Старуха, наверное, еще долго причитала бы над нами, но я поспешил выйти на улицу, где меня ждали Маттиа и Капи.

Прежде чем пускаться в дорогу, мы пошли проститься с отцом Акеном. Но простились мы весело. Отец радовался, что я скоро разыщу свою семью, а мне было приятно несколько раз повторить ему, что я скоро приеду к нему со всеми моими родными, которые захотят поблагодарить его за все, что он сделал для меня.

– До свидания, мой мальчик! – сказал он, целуя меня. – Желаю тебе успеха. Если тебе нельзя будет вернуться так быстро, как ты думаешь, напиши мне.

– Я скоро вернусь!

Простившись с отцом Акеном, мы отправились в путь и вечером остановились ночевать на ферме. Это стоило дешевле, а нам нужно было беречь деньги. Маттиа говорил, что дорога обойдется дешево, но сколько именно придется заплатить, он не знал. Может быть, для нас это будет дорого.

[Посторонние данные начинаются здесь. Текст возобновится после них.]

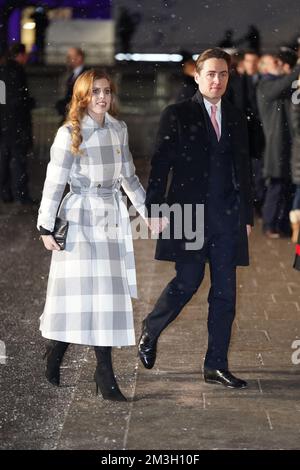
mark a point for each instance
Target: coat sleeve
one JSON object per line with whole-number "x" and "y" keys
{"x": 57, "y": 176}
{"x": 130, "y": 181}
{"x": 166, "y": 149}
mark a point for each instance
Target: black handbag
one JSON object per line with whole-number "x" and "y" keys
{"x": 60, "y": 232}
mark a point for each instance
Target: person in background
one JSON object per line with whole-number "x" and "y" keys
{"x": 15, "y": 128}
{"x": 75, "y": 63}
{"x": 295, "y": 166}
{"x": 274, "y": 93}
{"x": 252, "y": 78}
{"x": 297, "y": 255}
{"x": 188, "y": 86}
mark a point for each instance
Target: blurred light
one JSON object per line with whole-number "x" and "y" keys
{"x": 29, "y": 25}
{"x": 138, "y": 57}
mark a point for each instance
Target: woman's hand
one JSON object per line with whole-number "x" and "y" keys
{"x": 157, "y": 224}
{"x": 50, "y": 243}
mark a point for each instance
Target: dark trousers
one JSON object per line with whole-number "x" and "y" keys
{"x": 278, "y": 201}
{"x": 13, "y": 171}
{"x": 258, "y": 182}
{"x": 221, "y": 252}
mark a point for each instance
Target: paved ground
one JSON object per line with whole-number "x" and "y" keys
{"x": 170, "y": 407}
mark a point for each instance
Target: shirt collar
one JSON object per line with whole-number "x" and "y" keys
{"x": 208, "y": 106}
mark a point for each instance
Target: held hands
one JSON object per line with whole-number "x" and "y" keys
{"x": 50, "y": 243}
{"x": 157, "y": 224}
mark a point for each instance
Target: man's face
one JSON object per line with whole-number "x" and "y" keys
{"x": 251, "y": 63}
{"x": 212, "y": 79}
{"x": 73, "y": 58}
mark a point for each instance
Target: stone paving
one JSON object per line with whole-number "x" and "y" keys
{"x": 171, "y": 407}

По дороге Маттиа вспоминал разные английские слова, и я заучивал их. Ведь если мои родные – англичане и не знают ни французского, ни итальянского языка, мне будет трудно разговаривать с ними, это будет, конечно, очень стеснять нас. Мои братья и сестры – если они у меня есть – наверняка станут смотреть на меня как на чужого, если нам нельзя будет разговаривать между собой. И пройдет много времени, прежде чем я выучусь английскому языку – он казался мне очень трудным.

Восемь дней мы шли из Парижа в Булонь, останавливаясь по дороге в больших городах и давая представления, чтобы увеличить наш капитал.

Когда мы пришли в Булонь, у нас было тридцать два франка, то есть гораздо больше того, что требовалось на проезд в Лондон.

Маттиа никогда не видел моря, поэтому мы прежде всего отправились на набережную. Но море не понравилось моему другу.

– Может быть, оно и хорошо, когда небо голубое, – сказал он, – но теперь, когда в нем отражаются только тучи, оно очень некрасиво.

– А мне оно нравится и теперь, – заметил я.

– Это потому, что ты англичанин, – решил Маттиа. – Все англичане любят море.

Пароход в Лондон отходил на следующий день, в четыре часа утра. Мы забрались на него пораньше и устроились, насколько могли удобнее, за грудой ящиков, защищавших нас от холодного северного ветра. С любопытством смотрели мы, как грузили пароход. Блоки визжали, ящики скрипели, когда их опускали в трюм, матросы перекрикивались между собой, а из трубы вылетали легкие облачка пара. Наконец зазвонил колокол, и мы тронулись в путь – к моей стране.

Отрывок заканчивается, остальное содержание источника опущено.